Requiring a minimum of modification to the original hardware, these PCBs double the RAM on the board — though with little performance gain.

Gareth Halfacree
2 years agoRetro Tech / HW101 / Gaming

Pseudonymous YouTuber "Bits und Bolts," hereafter simply "Bolts," has designed a piggyback board which brings the 3dfx Voodoo 3D accelerator card, a staple of '90s gaming, to the heady heights of 8MB of RAM — double the amount it originally featured.

Released in 1995, the 3dfx Voodoo accelerator and its Glide application programming interface (API) brought speedy smooth 3D gaming to the masses — or, at least, those who could afford the add-in boards which hit the market based on the company's chips.

If you've an old 3dfx Voodoo card gathering dust, this project will let you soup it up with 2MB or 4MB of extra video RAM. (📹: Bits und Bolts)

The original Voodoo was unusual by modern standards by dint of being exclusively for 3D graphics — using a relay-based pass-through system to take over the video signal completely when running a Glide-supported game but otherwise deactivating and handing over 2D or non-Glide 3D work to the system's stock graphics chip.

While later Voodoo models would come with additional video memory, the majority of original Voodoo cards came with only 4MB despite the 3dfx Voodoo chip itself being able to support up to 8MB. It's this support which has given rise to after-market RAM mods, typically carried out by double-stacking RAM chips — something Bolts decided was an ugly approach.

A second module takes the card to the full 8MB, the maximum supported by the original Voodoo hardware. (📹: Bits und Bolts)

"When I looked at the layout of how the memory ICs were aligned I got an idea [of] how to upgrade my card without messing up the original memory chips. [These] PCBs are used to clip on the Guillemot MAXI Gamer 3D Voodoo Graphics Accelerator," Bolts explains of his open-hardware alternative. "Usual memory size for those cards were 4MB. With the help of the PCBs, you can get the Voodoo up to 8MB."

While the PCBs Bolts has designed work in effectively the same way as soldering second memory chips on top of the originals, they're designed to be as protective of the original hardware as possible.
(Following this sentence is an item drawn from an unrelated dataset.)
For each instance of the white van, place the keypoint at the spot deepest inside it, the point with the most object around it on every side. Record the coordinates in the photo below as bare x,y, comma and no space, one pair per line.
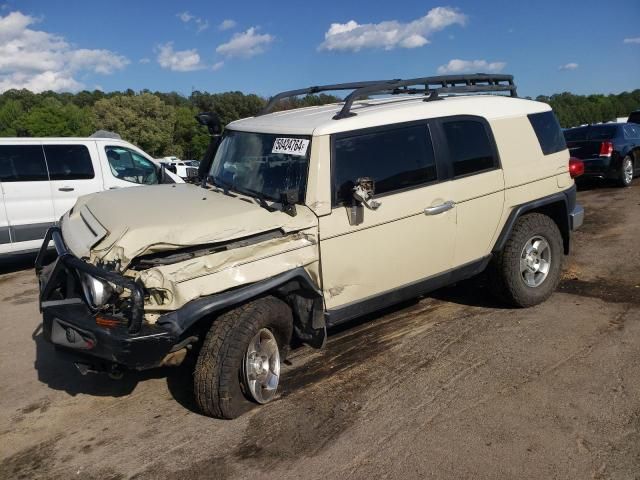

They're not just plug-and-play, however: upgrading the texture memory requires the soldering of a single wire, while upgrading the second memory bank to increase the maximum supported resolution from 640×480 to 800×600 requires another two wires to be soldered.

While the extra 4MB of RAM definitely works, there's little performance to gained — and 800×600 framerates are poor. (📹: Bits und Bolts)

There's also, arguably, little point beyond bragging rights: in the 3DMark '99 benchmark Bolts found that the performance of cards modded to 6MB or 8MB were barely higher than the stock 4MB version, while operation at 800×600 barely reached double-digit frame rates in both benchmarks and period-appropriate games like Id Software's Quake and Eidos' Tomb Raider.

For those who want to try anyway, and who have the exact same third-party 3dfx Voodoo board, Bolts has released design files and Gerbers for the memory mod boards on GitHub under an unspecified open source license.